Qualche tempo fa due cari ragazzi chiesero di sposarsi in rito tradizionale. Incontrarono un esercito di agguerritissimi don Abbondio di ogni livello. Finirono per sposarsi dai lefebvriani, e chissenefréga del codice di diritto canonico.
C'era poi un giovane che macinava numerosi chilometri per andare ad una Messa tridentina. Il prete, un giovane religioso polacco, si stufa di celebrarla. In città restano solo i lefebvriani e un pretonzolo che la celebra alla carlona. Il giovane comincia a dirsi che dopotutto i lefebvriani non sono più scomunicati, e ora va sempre a Messa da loro.
C'era un giovane seminarista. Primo anno di seminario maggiore: incaricato sacrista. Mette tre tovaglie sull'altare, fatte stirare "a spighe", e fa trovare ampolline pulite e sempre e solo il calice "buono" (piuttosto che i "calici" di terracotta in dotazione alla sacrestia).
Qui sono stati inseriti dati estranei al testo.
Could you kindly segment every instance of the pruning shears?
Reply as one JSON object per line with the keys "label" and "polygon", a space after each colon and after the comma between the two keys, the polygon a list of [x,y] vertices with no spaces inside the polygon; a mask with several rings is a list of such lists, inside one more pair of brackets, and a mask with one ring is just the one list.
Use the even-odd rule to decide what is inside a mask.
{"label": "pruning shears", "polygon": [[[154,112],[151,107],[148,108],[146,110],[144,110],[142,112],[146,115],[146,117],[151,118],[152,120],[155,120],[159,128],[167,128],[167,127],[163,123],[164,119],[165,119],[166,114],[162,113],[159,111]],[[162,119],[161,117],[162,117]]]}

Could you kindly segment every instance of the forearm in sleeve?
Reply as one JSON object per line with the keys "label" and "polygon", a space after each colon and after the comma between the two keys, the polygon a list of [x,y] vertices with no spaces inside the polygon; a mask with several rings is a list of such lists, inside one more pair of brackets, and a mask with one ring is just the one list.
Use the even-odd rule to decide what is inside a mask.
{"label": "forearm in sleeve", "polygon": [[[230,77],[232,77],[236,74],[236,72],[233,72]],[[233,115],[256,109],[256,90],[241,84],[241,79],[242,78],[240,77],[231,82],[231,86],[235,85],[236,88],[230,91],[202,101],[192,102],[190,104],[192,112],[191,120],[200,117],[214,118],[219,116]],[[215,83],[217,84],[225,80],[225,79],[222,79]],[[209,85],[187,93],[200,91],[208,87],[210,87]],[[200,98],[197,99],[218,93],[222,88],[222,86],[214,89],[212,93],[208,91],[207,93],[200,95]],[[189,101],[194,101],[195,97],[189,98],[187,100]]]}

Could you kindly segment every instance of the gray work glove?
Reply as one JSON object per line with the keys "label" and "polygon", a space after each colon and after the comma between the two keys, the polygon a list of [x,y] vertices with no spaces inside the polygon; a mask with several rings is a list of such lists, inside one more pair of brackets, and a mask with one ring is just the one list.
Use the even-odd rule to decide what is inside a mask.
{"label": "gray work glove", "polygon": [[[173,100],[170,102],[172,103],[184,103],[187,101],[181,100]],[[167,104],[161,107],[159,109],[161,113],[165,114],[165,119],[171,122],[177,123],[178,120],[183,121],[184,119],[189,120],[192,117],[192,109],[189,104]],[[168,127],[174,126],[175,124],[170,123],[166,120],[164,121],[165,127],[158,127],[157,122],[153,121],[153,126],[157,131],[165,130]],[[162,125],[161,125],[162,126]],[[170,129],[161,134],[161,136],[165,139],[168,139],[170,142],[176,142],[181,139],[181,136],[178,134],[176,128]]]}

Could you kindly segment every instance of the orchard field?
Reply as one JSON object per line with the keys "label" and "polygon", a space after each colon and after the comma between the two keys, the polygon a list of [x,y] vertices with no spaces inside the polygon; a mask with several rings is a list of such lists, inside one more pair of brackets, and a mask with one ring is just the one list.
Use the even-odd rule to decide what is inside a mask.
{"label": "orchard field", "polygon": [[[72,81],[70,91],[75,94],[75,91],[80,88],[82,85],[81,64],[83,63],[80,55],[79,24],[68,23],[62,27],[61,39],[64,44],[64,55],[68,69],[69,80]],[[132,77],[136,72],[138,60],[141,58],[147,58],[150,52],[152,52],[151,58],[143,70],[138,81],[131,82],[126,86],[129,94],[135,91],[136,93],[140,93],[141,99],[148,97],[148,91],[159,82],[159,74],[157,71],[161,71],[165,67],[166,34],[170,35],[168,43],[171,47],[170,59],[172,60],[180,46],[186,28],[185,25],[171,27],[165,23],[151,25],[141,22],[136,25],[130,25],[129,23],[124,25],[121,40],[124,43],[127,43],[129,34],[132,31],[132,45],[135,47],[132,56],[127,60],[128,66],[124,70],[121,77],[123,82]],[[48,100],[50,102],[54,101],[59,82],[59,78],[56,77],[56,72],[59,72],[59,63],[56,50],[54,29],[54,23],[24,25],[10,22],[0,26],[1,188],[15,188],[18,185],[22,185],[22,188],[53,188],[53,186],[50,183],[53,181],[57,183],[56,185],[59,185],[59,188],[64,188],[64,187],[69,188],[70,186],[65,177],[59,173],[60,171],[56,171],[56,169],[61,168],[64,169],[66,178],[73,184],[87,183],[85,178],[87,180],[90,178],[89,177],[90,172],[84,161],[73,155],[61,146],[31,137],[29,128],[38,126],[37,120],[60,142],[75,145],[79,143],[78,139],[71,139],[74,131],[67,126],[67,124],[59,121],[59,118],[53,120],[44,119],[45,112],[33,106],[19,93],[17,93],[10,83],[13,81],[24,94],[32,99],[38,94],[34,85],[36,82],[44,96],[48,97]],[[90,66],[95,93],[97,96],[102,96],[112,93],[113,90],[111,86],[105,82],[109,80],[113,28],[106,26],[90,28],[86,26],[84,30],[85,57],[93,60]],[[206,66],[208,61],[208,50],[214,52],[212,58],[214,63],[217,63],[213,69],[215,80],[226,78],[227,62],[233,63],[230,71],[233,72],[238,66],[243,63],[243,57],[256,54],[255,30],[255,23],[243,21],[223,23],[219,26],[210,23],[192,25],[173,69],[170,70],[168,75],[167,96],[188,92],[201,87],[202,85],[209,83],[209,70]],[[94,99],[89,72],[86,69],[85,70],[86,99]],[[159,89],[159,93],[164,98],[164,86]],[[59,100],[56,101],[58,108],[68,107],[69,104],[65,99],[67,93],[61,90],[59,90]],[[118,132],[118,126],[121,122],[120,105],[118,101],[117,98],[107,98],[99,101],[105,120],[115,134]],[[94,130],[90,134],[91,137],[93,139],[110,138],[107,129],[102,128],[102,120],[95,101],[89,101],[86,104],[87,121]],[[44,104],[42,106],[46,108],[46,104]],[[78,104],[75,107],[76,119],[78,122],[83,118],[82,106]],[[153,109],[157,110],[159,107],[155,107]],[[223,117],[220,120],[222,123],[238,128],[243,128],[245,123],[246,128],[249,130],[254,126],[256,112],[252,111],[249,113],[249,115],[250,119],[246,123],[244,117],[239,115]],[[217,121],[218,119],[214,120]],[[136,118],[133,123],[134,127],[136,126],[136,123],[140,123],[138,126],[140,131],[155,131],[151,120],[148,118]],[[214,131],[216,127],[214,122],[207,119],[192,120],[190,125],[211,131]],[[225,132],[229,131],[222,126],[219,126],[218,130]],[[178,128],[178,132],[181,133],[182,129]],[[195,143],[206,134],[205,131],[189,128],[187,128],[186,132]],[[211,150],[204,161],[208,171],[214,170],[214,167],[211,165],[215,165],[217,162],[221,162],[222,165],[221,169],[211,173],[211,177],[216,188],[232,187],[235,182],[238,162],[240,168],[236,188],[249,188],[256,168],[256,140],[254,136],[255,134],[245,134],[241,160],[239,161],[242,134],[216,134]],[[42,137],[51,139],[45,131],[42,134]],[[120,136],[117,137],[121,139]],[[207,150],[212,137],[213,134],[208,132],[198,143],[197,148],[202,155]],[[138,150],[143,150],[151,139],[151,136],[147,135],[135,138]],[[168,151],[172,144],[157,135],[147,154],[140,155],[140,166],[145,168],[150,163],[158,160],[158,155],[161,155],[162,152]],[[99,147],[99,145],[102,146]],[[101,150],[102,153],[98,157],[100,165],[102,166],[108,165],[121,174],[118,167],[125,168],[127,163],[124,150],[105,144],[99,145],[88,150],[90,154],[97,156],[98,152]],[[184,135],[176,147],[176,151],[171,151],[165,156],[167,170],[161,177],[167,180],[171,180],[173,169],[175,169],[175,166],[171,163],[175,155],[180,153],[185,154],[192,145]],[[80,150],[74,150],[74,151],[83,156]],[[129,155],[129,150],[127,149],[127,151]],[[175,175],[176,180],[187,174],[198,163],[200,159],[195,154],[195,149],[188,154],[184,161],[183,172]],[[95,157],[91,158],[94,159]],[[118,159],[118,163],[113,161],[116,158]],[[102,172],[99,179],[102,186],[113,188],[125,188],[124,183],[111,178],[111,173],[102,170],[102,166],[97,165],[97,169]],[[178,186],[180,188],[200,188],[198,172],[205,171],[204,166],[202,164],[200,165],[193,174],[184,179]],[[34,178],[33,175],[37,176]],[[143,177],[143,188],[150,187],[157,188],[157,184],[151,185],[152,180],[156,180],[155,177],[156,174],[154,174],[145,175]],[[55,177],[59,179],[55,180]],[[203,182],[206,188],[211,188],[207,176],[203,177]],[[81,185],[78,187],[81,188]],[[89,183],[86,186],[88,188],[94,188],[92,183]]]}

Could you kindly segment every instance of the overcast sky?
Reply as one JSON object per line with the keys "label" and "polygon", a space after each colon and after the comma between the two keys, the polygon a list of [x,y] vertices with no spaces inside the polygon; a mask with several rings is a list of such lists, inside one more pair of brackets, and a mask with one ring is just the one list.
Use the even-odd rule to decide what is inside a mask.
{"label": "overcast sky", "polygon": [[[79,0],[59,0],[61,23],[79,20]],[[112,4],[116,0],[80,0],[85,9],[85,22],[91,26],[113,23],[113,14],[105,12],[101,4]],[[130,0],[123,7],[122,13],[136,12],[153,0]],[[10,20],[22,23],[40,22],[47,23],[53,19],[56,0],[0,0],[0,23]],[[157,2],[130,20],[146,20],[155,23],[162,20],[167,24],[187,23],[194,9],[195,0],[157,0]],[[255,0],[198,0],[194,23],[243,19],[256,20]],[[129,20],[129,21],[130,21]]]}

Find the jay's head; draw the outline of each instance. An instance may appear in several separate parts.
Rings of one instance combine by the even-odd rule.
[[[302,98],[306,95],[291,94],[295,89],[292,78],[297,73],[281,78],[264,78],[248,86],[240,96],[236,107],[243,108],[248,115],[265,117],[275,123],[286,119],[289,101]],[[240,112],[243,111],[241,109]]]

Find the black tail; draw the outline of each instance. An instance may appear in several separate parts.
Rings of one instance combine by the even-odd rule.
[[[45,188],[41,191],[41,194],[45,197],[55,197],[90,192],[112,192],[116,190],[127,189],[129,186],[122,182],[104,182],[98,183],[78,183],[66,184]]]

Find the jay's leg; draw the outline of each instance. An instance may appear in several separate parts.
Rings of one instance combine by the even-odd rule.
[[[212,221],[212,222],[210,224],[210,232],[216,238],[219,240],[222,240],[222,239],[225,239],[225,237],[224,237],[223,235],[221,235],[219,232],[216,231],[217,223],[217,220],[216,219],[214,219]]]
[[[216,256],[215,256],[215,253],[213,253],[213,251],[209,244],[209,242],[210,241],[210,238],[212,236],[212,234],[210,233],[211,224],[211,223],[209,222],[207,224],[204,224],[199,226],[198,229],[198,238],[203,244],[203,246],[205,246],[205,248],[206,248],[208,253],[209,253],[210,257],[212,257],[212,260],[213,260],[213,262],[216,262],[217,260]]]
Quando il prete animatore trova in sacrestia un cartellino «Celebra Missam ut primam, ut ultimam, ut unicam» e sull'altare il crocifisso rivolto al celebrante, s'incazza: "e che è quel coso?". Nell'ultima Messa prima delle vacanze natalizie il giovane seminarista ricevette il poco invidiabile onore di un'omelia contro di lui: "e qualcuno, sicuramente, dopo Natale non vorrà rientrare in seminario..." (traduzione: sparisci).
Il successo dei lefebvriani è dovuto anzitutto ai vizi e vizietti del clero postconciliare. Si potrebbe tentare di spiegare, a tempo perso, ai preti modernisti, che il fenomeno dei tradizionalisti (che non riguarda solo i lefebvriani) era "gestibile" e che sarebbe bastato un minimo di tolleranza e di compostezza per non farlo esplodere.